1636. Hard times
© Bruce Goodman 30 September 2019
Ernst had no real life savings but through care and a little nous he could get by comfortably enough on the weekly pension. His rent was reasonable, although it ate up the larger part of his pension. He could buy groceries, and by careful planning could even get a little something extra on a special occasion. He could pay for his electricity, provided he was careful; for example he always took a cold shower to save on hot water. He had a cell phone which cost him simply a few dollars because he never used it but kept it in case of emergency.|
His house had a wood burner, but since he lived near a pine plantation the forest owners were happy enough for him to forage. In fact over the summer he built up quite a collection of firewood in his woodshed. As well as that, Ernst loved to garden, so the house was usually bright with a vase of fresh flowers, to say nothing of the soups and vegetables he could freeze for when the growing season was over.
All in all, Ernst survived reasonably well on the pension.

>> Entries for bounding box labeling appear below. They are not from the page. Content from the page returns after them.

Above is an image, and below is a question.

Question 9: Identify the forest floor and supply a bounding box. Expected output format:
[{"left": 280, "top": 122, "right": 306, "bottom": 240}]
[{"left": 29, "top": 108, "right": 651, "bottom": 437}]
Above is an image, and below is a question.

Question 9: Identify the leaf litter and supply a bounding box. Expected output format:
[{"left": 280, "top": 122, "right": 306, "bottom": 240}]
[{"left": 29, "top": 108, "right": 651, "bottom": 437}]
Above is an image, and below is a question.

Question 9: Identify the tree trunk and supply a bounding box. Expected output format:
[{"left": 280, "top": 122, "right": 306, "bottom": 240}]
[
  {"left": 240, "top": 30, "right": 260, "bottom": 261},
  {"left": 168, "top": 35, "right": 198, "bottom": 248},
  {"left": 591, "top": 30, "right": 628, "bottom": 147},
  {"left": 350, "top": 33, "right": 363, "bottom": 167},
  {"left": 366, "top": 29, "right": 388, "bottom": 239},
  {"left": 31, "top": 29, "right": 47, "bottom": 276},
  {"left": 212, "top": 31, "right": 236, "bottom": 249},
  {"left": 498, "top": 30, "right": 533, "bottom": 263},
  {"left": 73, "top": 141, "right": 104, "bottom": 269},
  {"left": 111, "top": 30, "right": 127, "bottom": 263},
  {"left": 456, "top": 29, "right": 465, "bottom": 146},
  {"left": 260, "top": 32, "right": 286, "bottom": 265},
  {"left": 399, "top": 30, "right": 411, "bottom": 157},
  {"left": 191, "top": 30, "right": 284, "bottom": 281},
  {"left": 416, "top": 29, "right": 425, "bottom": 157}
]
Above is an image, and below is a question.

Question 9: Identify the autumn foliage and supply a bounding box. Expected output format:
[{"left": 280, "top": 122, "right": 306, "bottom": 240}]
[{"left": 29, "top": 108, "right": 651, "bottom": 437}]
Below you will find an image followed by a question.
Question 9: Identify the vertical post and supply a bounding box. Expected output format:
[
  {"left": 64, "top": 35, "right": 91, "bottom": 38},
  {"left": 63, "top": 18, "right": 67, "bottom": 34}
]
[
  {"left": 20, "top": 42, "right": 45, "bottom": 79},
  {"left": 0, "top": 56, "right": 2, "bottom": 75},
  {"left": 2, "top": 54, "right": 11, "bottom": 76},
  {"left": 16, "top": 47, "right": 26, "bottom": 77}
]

And then he had a stroke. He made a fairly remarkable recovery, but was limited. No more could he take a cold shower. He couldn’t collect and chop the firewood. It was cold. Nothing that year had been frozen from the garden. He couldn’t afford the few dollars for his phone. The electricity bill grew too big to pay. Then he couldn’t afford the rent. He was evicted but it cost too much to move his belongings. Besides, he had nowhere to go. He tried to sell a few things but with little luck.
Ernst was homeless.
As Mrs. Angela Govind-Higginson, who used to know Ernst and his late wife many years ago, observed, “Mercifully, he’s now dead.”